South Africa to Tap Phone Data to Prepare for Coronavirus Case Spikes
South Africa’s biggest mobile phone companies have been asked to help track the movement of people days before a national lock-down as authorities grow concerned that they may spread the coronavirus to remote parts of the country.
The National Institute for Communicable Diseases, which is spearheading the government’s response to the outbreak, wants the information so that it can better prepare for the next areas most at risk. So far, most confirmed cases have been in or near major urban areas and linked to affluent travelers returning from Europe.
The three-day gap between President Cyril Ramaphosa’s announcement of the shutdown and its implementation gave people ample time to travel. Many South Africans work in Gauteng, the economic hub in which Johannesburg is located. The province has about 40% of all the country’s 1,170 confirmed cases.
“One of the unintended consequences of a lock-down is migration and that means transmission,” said Nandi Siegfried, an independent clinical epidemiology consultant in Cape Town. “The whole point of a lock-down is to restrict movement.”
Remote areas of the country that have so far been spared the virus, including rural parts of KwaZulu-Natal and the Eastern Cape, could be affected and see a spike in cases in two to three weeks, health experts say.
The request “is for high-level aggregated data on how people are moving to help curb the spread of Covid-19,” said Byron Kennedy, a spokesman for Vodacom Group Ltd., the biggest provider of mobile phone services to South Africans. “This does not include personal information or information that identifies a specific individual” and won’t breach privacy laws, he said.

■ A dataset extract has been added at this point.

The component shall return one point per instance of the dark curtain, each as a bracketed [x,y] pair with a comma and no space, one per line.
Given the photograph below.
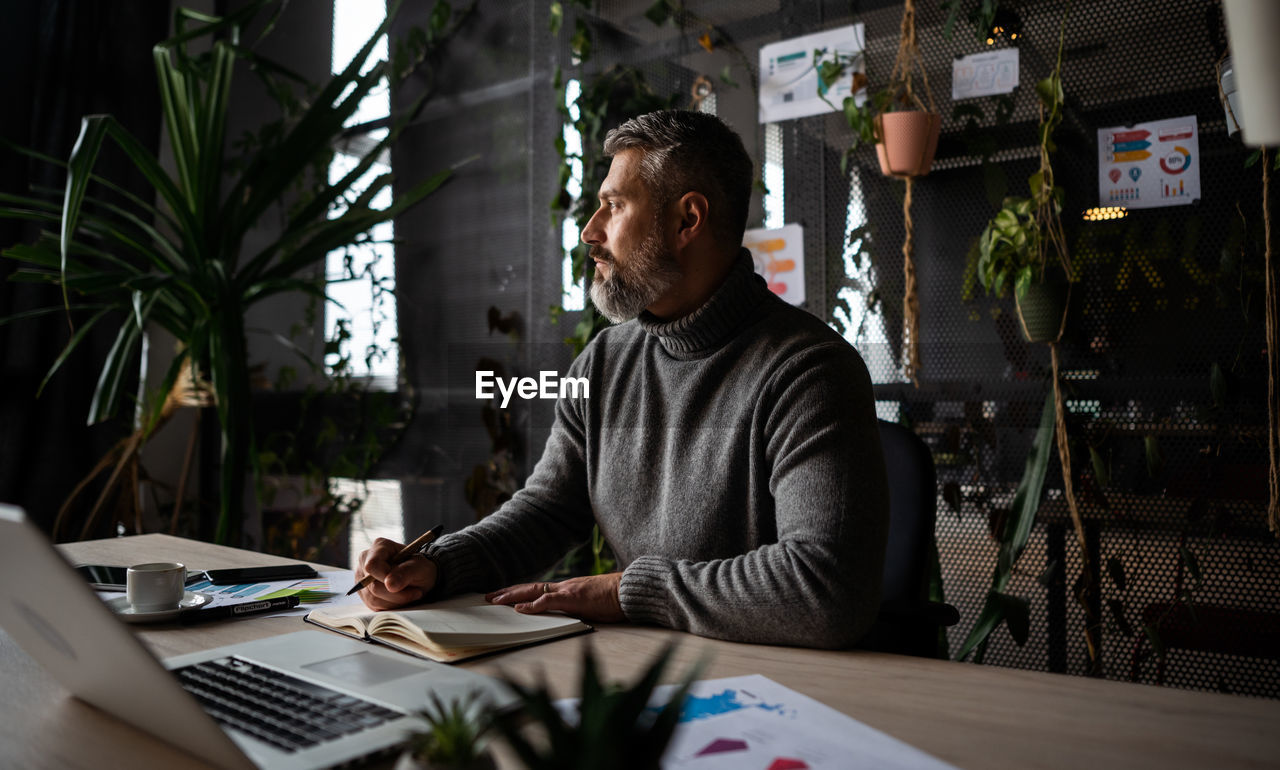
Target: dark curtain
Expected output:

MTN Group Ltd., Vodacom’s biggest rival, said it will also avail its “mobility information” to the government.
Still, it would have been difficult to put the lock-down in place more quickly, said Kerrin Begg, a senior lecturer in health leadership and management at Stellenbosch University.
“This is always a balancing act; there is no right answer,” Begg said.
NICD communications manager Sinenhlanhla Jimoh and Presidency spokeswoman Khusela Diko didn’t immediately answer calls made to their mobile phones.